AI Tools #jan-ai#local-llm#open-source

Jan.ai Guide: Open-Source Local AI Assistant for 2026

Jan.ai is a fully open-source ChatGPT alternative that runs locally. Learn how to install Jan, run local models, and use it as a privacy-first AI assistant.

7 min read

Jan.ai is a fully open-source desktop application for running AI models locally. Built on top of llama.cpp, it offers a clean ChatGPT-like interface while keeping all your data on your machine. Unlike LM Studio (which is source-available but not fully open), Jan is MIT-licensed and community-driven.

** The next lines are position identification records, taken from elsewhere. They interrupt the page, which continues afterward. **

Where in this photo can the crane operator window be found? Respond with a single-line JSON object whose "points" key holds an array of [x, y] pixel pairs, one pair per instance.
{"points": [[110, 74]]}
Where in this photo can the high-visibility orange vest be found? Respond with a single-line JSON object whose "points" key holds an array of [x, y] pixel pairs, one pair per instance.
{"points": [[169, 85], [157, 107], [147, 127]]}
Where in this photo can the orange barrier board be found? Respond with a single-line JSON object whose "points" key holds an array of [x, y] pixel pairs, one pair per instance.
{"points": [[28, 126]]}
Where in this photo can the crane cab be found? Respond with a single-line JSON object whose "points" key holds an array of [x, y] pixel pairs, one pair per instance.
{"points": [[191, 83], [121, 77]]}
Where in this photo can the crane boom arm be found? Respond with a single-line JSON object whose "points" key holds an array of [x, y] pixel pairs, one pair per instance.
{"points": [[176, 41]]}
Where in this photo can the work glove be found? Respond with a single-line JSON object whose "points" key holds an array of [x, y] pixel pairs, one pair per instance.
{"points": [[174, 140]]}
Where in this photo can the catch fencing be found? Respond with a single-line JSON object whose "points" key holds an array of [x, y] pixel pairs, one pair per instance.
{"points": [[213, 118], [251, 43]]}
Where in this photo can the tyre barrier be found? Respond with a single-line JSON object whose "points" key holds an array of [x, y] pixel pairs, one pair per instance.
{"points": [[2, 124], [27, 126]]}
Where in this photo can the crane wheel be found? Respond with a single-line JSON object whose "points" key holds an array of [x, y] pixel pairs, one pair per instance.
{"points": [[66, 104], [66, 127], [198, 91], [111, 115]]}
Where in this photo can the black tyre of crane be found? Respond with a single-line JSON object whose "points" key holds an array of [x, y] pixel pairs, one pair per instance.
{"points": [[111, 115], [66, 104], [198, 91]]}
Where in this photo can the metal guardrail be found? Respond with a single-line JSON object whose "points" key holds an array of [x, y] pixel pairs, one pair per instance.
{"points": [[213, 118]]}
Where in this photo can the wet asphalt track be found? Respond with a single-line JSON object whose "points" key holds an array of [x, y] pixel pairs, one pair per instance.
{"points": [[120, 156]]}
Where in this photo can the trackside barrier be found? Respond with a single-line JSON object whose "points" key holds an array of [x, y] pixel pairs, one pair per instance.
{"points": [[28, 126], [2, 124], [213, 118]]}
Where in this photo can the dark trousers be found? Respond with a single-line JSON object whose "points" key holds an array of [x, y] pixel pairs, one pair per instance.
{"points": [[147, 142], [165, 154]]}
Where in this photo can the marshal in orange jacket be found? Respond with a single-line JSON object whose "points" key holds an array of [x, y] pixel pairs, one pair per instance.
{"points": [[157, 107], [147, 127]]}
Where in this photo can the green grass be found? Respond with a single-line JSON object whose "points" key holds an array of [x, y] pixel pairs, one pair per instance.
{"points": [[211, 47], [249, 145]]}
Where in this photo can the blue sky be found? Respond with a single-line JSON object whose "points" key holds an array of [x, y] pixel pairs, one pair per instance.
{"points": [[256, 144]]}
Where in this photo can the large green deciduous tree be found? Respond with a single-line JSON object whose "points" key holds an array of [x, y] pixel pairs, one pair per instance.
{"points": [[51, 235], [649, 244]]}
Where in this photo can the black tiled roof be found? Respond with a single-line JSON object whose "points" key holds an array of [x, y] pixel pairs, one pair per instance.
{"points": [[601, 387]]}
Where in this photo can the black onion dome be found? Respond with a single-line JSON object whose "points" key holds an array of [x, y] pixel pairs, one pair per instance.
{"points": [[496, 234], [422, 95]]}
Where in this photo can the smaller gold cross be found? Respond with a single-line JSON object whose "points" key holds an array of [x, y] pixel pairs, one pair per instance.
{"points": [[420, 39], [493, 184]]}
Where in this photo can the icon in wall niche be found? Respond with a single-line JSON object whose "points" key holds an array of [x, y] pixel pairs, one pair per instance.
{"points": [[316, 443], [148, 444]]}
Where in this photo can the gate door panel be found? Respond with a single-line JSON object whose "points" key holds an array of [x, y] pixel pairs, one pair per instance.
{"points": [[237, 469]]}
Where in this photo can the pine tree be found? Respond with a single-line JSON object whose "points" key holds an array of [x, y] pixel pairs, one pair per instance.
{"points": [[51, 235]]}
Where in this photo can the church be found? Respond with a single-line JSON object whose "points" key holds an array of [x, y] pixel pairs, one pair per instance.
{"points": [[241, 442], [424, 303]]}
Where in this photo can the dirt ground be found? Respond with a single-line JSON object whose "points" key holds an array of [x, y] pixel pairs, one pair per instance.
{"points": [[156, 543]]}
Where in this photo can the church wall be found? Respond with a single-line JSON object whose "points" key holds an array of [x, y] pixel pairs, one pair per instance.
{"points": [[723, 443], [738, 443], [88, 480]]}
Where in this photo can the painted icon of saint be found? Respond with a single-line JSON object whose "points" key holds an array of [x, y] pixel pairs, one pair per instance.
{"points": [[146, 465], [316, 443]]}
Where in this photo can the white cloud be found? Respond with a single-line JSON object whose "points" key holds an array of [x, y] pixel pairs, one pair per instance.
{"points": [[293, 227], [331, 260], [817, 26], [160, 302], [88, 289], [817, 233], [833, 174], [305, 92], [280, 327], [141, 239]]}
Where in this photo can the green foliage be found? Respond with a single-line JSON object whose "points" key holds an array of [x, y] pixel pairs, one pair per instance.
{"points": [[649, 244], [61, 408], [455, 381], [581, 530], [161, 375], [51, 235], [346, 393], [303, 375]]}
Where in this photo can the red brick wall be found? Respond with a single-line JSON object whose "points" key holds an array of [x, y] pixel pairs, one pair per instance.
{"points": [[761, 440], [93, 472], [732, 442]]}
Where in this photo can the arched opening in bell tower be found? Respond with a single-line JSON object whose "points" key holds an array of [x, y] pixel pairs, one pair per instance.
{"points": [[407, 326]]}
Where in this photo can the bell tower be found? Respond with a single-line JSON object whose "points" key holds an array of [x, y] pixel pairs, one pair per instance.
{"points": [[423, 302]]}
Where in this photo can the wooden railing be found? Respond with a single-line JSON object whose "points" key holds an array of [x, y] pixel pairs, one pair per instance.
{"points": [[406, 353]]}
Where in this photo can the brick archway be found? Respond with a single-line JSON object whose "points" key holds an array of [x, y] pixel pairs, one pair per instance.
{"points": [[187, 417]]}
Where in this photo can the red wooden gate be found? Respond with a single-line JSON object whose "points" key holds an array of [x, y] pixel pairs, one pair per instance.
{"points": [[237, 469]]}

It also ships with a built-in model hub, an OpenAI-compatible API server, and experimental multi-engine support.

Why Jan.ai?

Jan stands out in the crowded local LLM space for a few reasons:

  • Fully open-source — MIT licensed, with the full source on GitHub at janhq/jan
  • Cross-platform — macOS, Windows, and Linux with native GPU support
  • Extensions system — Plugin architecture for adding new engines, themes, and tools
  • Remote model support — Connect to OpenAI, Anthropic, or Groq alongside local models
  • Jan Assistant — Built-in AI assistant with persistent memory and tool use

System Requirements

Jan runs on modest hardware, but more is always better:

HardwareMinimumFor good performance
RAM8 GB16 GB+
GPU VRAM4 GB (optional)8 GB+
Storage5 GB + models50 GB+
CPUAny x64 or ARMRecent multi-core

Apple Silicon (M1/M2/M3/M4) users get excellent Metal acceleration. NVIDIA and AMD GPUs are supported on all platforms.

Installation

Download the latest release from jan.ai or the GitHub releases page:

# Linux — download the .deb or .AppImage
# For Debian/Ubuntu:
wget https://github.com/janhq/jan/releases/latest/download/jan-linux-amd64.deb
sudo dpkg -i jan-linux-amd64.deb

# AppImage alternative
wget https://github.com/janhq/jan/releases/latest/download/jan-linux-x86_64.AppImage
chmod +x jan-linux-x86_64.AppImage
./jan-linux-x86_64.AppImage

On Windows, run the .exe installer. On macOS, mount the .dmg and drag Jan to Applications. Apple Silicon and Intel Macs each have separate installers — pick the right one.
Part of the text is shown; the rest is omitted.